The majority of the citric acid cycle work that would eventually nab Krebs his own Nobel Prize in 1953 was done in the two years before Szent-Györgyi received his.
“Krebs suspected that oxaloacetic acid might react with pyruvic acid to form citric acid, thus forming a complete cycle for the combustion of foodstuffs,” Willcocks wrote.
“He admitted that, by another stroke of luck, his discovery of the [urea] cycle alerted him to the possibility of a cyclical process, and his hunch was right … [t]he Krebs cycle was born.”
Beyond his famous cycle, Krebs was also the first head of the Sheffield University’s Department of Biochemistry in 1938, which exists today as the Department of Molecular Biology and Biotechnology.
He had a prominent role heading up a state research for cell metabolism—its massive lab was located above a cinema and known by Sheffielders as ‘Krebs’ Empire’—before a later move to Oxford University to become the Whitley Professor of Biochemistry. Knighted in 1958, Krebs died in 1981, aged 81.
Recognition of Krebs work extends far beyond his ‘dreaded’ cycle. The Hans Krebs tower hosted Oxford’s Biochemistry Department until it was demolished in 2014, while the Krebs Institute was founded back at Sheffield University.

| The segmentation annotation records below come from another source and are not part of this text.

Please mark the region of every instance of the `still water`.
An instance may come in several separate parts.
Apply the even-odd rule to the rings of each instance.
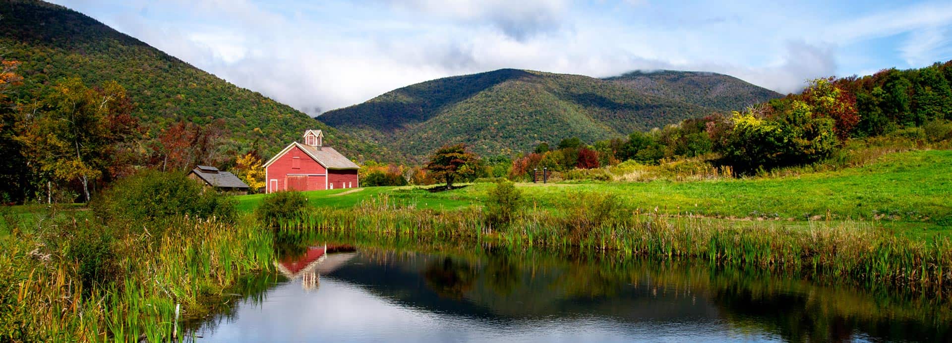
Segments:
[[[935,294],[706,265],[312,243],[198,342],[949,341]]]

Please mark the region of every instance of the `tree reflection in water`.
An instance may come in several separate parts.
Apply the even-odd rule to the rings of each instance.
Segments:
[[[637,336],[626,328],[665,325],[694,325],[708,330],[702,330],[707,333],[704,334],[790,341],[952,339],[952,303],[937,294],[823,285],[698,261],[560,255],[486,246],[454,250],[353,244],[360,247],[359,252],[348,252],[352,257],[332,272],[320,272],[322,288],[330,282],[334,292],[361,290],[348,294],[367,297],[360,299],[363,306],[368,302],[380,307],[361,311],[398,306],[411,309],[400,313],[463,318],[480,330],[525,325],[558,329],[558,323],[584,317],[612,326],[611,334],[620,339]],[[314,246],[319,245],[288,242],[275,249],[302,256]],[[318,296],[324,292],[296,294]],[[273,305],[274,311],[298,308],[306,299],[282,300],[288,305]],[[486,329],[486,323],[502,323],[493,324],[502,329]],[[744,335],[750,333],[766,335]],[[716,334],[699,337],[723,337]]]

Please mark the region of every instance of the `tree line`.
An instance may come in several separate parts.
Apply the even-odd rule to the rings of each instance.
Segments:
[[[788,94],[731,113],[713,112],[625,138],[585,144],[578,137],[539,144],[513,157],[467,160],[456,177],[527,180],[535,170],[565,172],[634,161],[657,165],[698,158],[741,174],[821,161],[851,139],[952,140],[952,61],[863,77],[818,78]],[[437,150],[425,170],[438,163]],[[458,147],[457,147],[458,148]],[[435,171],[431,171],[435,172]],[[430,180],[436,182],[436,180]]]
[[[150,131],[117,82],[89,87],[71,77],[24,87],[19,65],[2,60],[0,70],[3,203],[89,202],[105,185],[138,170],[184,172],[198,164],[231,168],[256,184],[260,154],[253,145],[238,152],[222,144],[230,132],[221,120],[199,125],[182,118]]]

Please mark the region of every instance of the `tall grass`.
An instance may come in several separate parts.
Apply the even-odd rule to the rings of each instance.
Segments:
[[[82,230],[85,219],[50,230]],[[255,220],[241,224],[188,216],[113,242],[122,277],[85,289],[69,246],[53,247],[39,233],[0,240],[0,340],[169,341],[175,305],[180,320],[207,315],[239,276],[268,268],[271,233]],[[172,230],[174,229],[174,230]]]
[[[721,265],[903,287],[952,285],[952,242],[910,240],[860,222],[812,222],[789,229],[641,213],[611,195],[579,194],[563,212],[528,210],[505,231],[490,231],[475,208],[442,212],[391,203],[387,196],[353,210],[318,209],[280,223],[283,232],[313,230],[400,236],[420,241],[493,242],[510,249],[618,252],[661,259],[695,258]]]

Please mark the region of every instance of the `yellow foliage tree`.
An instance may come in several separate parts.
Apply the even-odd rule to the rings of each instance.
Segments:
[[[265,187],[265,169],[261,164],[261,157],[253,151],[238,155],[235,161],[235,175],[245,181],[251,192],[257,192],[258,189]]]

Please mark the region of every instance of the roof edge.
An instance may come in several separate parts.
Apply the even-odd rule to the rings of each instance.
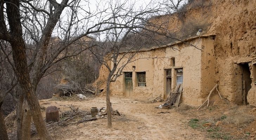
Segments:
[[[127,51],[121,51],[121,52],[119,52],[119,53],[121,54],[121,53],[127,53],[127,52],[136,52],[137,51],[147,51],[151,50],[155,50],[155,49],[157,49],[166,48],[168,47],[170,47],[170,46],[173,46],[174,45],[176,45],[177,44],[180,44],[180,43],[183,43],[184,42],[190,41],[190,40],[194,40],[195,39],[196,39],[197,38],[201,38],[201,37],[204,37],[204,38],[208,37],[211,37],[211,36],[216,36],[216,34],[206,34],[205,35],[203,35],[200,36],[193,36],[192,37],[191,37],[187,38],[186,39],[185,39],[184,40],[182,40],[181,41],[176,41],[176,42],[175,42],[174,43],[170,43],[170,44],[167,44],[166,45],[162,45],[161,46],[153,46],[152,47],[151,47],[151,48],[149,49],[147,49],[143,50],[139,50],[138,51],[134,50],[134,51],[129,51],[129,52]]]

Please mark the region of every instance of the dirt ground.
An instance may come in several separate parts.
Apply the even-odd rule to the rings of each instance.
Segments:
[[[249,106],[230,105],[223,100],[218,103],[222,105],[192,112],[196,110],[196,108],[183,104],[178,108],[164,110],[155,108],[163,102],[147,103],[123,97],[111,97],[110,100],[114,109],[118,110],[122,114],[113,118],[112,128],[107,128],[106,118],[100,118],[95,121],[58,126],[51,131],[53,139],[256,139],[254,137],[256,130],[254,129],[256,129],[256,123],[254,121],[255,112]],[[104,97],[83,101],[49,99],[40,103],[42,107],[46,107],[50,103],[62,110],[67,109],[60,104],[72,104],[88,111],[92,107],[99,108],[106,104]],[[242,111],[241,114],[236,115]],[[45,116],[45,111],[43,113]],[[242,120],[238,118],[238,115]],[[216,126],[218,120],[222,123]],[[238,127],[237,120],[240,121]],[[206,123],[210,124],[205,126],[204,124]],[[247,134],[249,135],[244,135]],[[36,135],[32,139],[39,139]]]

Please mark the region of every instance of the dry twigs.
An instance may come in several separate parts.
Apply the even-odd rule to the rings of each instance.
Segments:
[[[212,93],[213,91],[214,91],[214,90],[215,90],[215,89],[216,89],[217,91],[218,91],[218,92],[219,93],[219,97],[220,97],[220,98],[222,99],[222,98],[221,97],[221,96],[220,96],[220,94],[219,92],[219,91],[218,90],[218,84],[216,84],[216,85],[215,85],[215,86],[214,86],[214,87],[211,90],[211,91],[210,91],[210,93],[209,93],[209,95],[208,95],[208,97],[207,97],[207,99],[206,99],[206,100],[205,100],[205,101],[204,102],[204,103],[203,103],[200,106],[199,106],[199,107],[198,107],[198,108],[197,108],[197,110],[199,110],[199,109],[200,109],[200,108],[202,106],[203,106],[204,104],[205,103],[206,103],[206,102],[207,102],[207,105],[206,105],[206,107],[208,107],[209,106],[209,104],[210,104],[210,96],[211,96],[211,94]]]
[[[175,103],[177,99],[180,94],[181,94],[182,91],[182,84],[179,84],[175,87],[173,92],[171,92],[165,104],[167,104],[169,105],[172,105]]]
[[[55,86],[57,92],[60,93],[60,96],[71,96],[73,94],[82,94],[88,96],[95,94],[94,88],[90,86],[88,87],[82,87],[78,84],[73,82],[69,81],[65,84],[59,84]]]
[[[96,118],[91,118],[90,116],[89,116],[91,114],[90,112],[80,110],[78,107],[76,107],[72,105],[59,105],[69,108],[70,110],[63,111],[59,110],[61,112],[60,121],[57,121],[56,122],[51,122],[46,124],[47,129],[50,132],[54,130],[58,126],[65,126],[71,124],[91,121],[97,119]],[[34,134],[36,133],[36,127],[34,124],[32,123],[31,127],[31,134]]]

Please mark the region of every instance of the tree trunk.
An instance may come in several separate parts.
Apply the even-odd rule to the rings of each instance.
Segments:
[[[0,140],[8,140],[6,128],[5,124],[5,118],[2,110],[0,109]]]
[[[24,98],[23,96],[21,94],[19,94],[17,100],[17,107],[16,108],[17,120],[16,122],[17,122],[17,137],[18,140],[21,140],[22,138],[22,121],[23,118],[22,106]]]
[[[9,0],[6,3],[6,12],[9,21],[12,39],[7,40],[11,44],[17,77],[25,97],[32,111],[34,122],[41,140],[52,140],[44,121],[40,111],[39,102],[35,90],[31,85],[27,67],[25,42],[23,38],[21,17],[18,0]]]
[[[108,127],[112,127],[112,122],[111,121],[111,108],[110,102],[110,95],[109,93],[109,88],[110,88],[110,81],[111,76],[109,75],[108,77],[108,80],[107,82],[107,94],[106,95],[107,100],[107,113],[108,119]]]
[[[22,122],[22,140],[30,140],[30,124],[32,118],[31,111],[27,102],[25,104],[23,108],[23,119]]]

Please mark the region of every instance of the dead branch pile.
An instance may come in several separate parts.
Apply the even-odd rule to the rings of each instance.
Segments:
[[[202,107],[202,106],[203,106],[203,105],[204,104],[206,103],[206,102],[207,102],[207,105],[206,105],[206,107],[208,107],[208,106],[209,106],[209,104],[210,103],[210,97],[211,96],[211,95],[212,94],[212,93],[213,92],[213,91],[214,91],[214,90],[216,89],[216,90],[217,90],[217,91],[218,91],[218,93],[219,93],[219,97],[220,98],[222,99],[222,98],[221,97],[221,96],[220,96],[220,94],[219,93],[219,91],[218,90],[218,84],[216,84],[216,85],[215,85],[215,86],[213,87],[213,88],[212,89],[211,91],[210,91],[210,93],[209,93],[209,95],[208,96],[208,97],[207,97],[207,99],[206,99],[206,100],[205,100],[205,101],[204,102],[203,104],[202,104],[201,105],[198,107],[198,108],[197,108],[197,110],[199,110],[199,109],[201,107]]]
[[[151,100],[151,102],[152,103],[154,103],[155,102],[159,102],[161,101],[163,99],[163,97],[162,97],[161,96],[162,95],[161,94],[159,95],[156,97]]]
[[[65,84],[59,84],[55,86],[57,93],[59,96],[70,97],[73,94],[82,94],[88,96],[95,94],[95,89],[90,85],[82,87],[79,84],[73,81],[69,81]]]
[[[173,91],[173,92],[170,93],[169,97],[164,105],[172,105],[175,104],[175,106],[177,106],[178,107],[179,102],[179,98],[182,91],[182,84],[178,84],[175,87],[175,88]],[[178,99],[178,101],[177,99]],[[177,102],[178,102],[178,104],[176,104],[176,103]]]
[[[51,122],[46,124],[48,130],[51,132],[55,130],[58,126],[66,126],[72,124],[77,124],[87,121],[95,120],[96,118],[92,118],[91,112],[80,110],[78,107],[76,107],[72,105],[60,105],[68,108],[70,110],[62,111],[59,111],[61,113],[60,120],[57,122]],[[36,127],[32,123],[31,124],[31,133],[34,134],[37,133]]]

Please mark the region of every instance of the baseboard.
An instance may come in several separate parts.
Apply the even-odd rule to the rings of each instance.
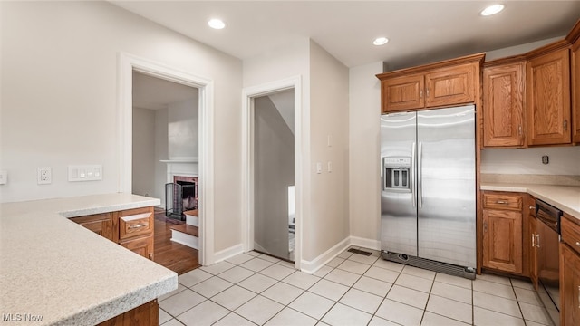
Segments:
[[[214,264],[223,262],[226,259],[229,259],[242,253],[244,253],[244,244],[237,244],[236,245],[232,245],[229,248],[226,248],[214,254]]]
[[[342,252],[346,250],[348,246],[351,244],[351,238],[347,237],[344,240],[334,244],[332,248],[326,250],[323,254],[318,257],[311,260],[302,260],[300,263],[300,270],[308,273],[314,273],[324,265],[328,264],[328,262],[332,261],[337,255],[341,254]]]
[[[199,239],[183,232],[171,230],[171,241],[187,245],[189,248],[199,249]]]
[[[381,250],[381,241],[353,235],[351,235],[351,245],[356,245],[373,250]]]

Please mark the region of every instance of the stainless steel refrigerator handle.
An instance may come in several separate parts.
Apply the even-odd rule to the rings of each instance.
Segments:
[[[411,200],[413,202],[413,207],[417,207],[417,184],[415,183],[415,142],[411,149]]]
[[[418,184],[417,197],[419,197],[419,208],[423,206],[422,159],[421,159],[422,155],[423,155],[423,143],[420,141],[419,153],[417,158],[417,184]]]

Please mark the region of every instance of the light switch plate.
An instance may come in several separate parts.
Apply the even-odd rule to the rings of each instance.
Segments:
[[[8,171],[0,170],[0,185],[5,185],[8,182]]]
[[[99,181],[102,180],[102,165],[70,165],[69,181]]]

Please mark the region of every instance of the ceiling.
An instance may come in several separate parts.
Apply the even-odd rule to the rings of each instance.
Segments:
[[[580,18],[580,0],[504,0],[488,17],[493,0],[111,2],[242,60],[311,38],[348,67],[389,70],[563,36]],[[227,27],[209,28],[214,17]]]
[[[133,107],[167,109],[169,104],[198,98],[198,89],[133,72]]]

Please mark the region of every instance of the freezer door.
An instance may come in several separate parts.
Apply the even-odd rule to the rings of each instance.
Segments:
[[[381,117],[381,248],[411,255],[417,255],[416,137],[416,113]],[[389,185],[387,170],[395,176],[398,161],[399,171],[409,169],[411,187]]]
[[[418,112],[418,255],[476,267],[473,106]]]

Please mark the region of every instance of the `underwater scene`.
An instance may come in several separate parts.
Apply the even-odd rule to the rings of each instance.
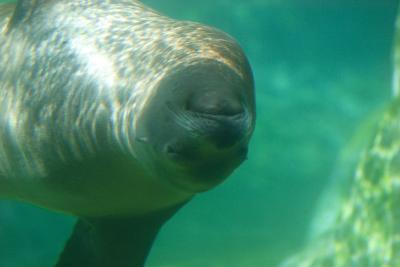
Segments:
[[[233,36],[257,112],[247,160],[162,227],[145,266],[400,267],[398,1],[142,2]],[[75,220],[1,200],[0,267],[54,266]]]

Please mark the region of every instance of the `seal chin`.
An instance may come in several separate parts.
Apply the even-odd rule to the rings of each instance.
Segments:
[[[227,178],[246,159],[254,128],[249,86],[218,62],[186,67],[161,81],[138,124],[156,176],[192,193]]]

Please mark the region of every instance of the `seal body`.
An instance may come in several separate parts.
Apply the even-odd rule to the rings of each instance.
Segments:
[[[137,1],[0,12],[0,196],[141,215],[187,201],[245,159],[253,81],[228,35]]]
[[[252,74],[228,35],[137,1],[0,8],[0,197],[79,217],[57,267],[140,267],[246,158]]]

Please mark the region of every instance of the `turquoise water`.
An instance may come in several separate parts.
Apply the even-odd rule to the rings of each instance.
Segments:
[[[397,2],[144,2],[237,38],[258,104],[249,160],[165,225],[147,266],[276,266],[307,240],[358,125],[390,98]],[[0,266],[51,266],[72,219],[0,205]]]

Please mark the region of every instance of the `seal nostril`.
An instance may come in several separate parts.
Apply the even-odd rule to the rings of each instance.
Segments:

Since 1990, the prestigious Sir Hans Krebs Lecture and Medal has been given, and taken, by those making the biggest strides in “biochemistry, molecular biology, or related sciences.”
“Sir Hans Krebs always considered himself to be a lucky man,” Willcocks wrote.
“His luck was both personal – he was a Jew who escaped Nazi persecution – and professional. But luck aside, Krebs was also, right up until his death in 1981, a hard-working and dedicated scientist and one of the world’s most eminent biochemists.”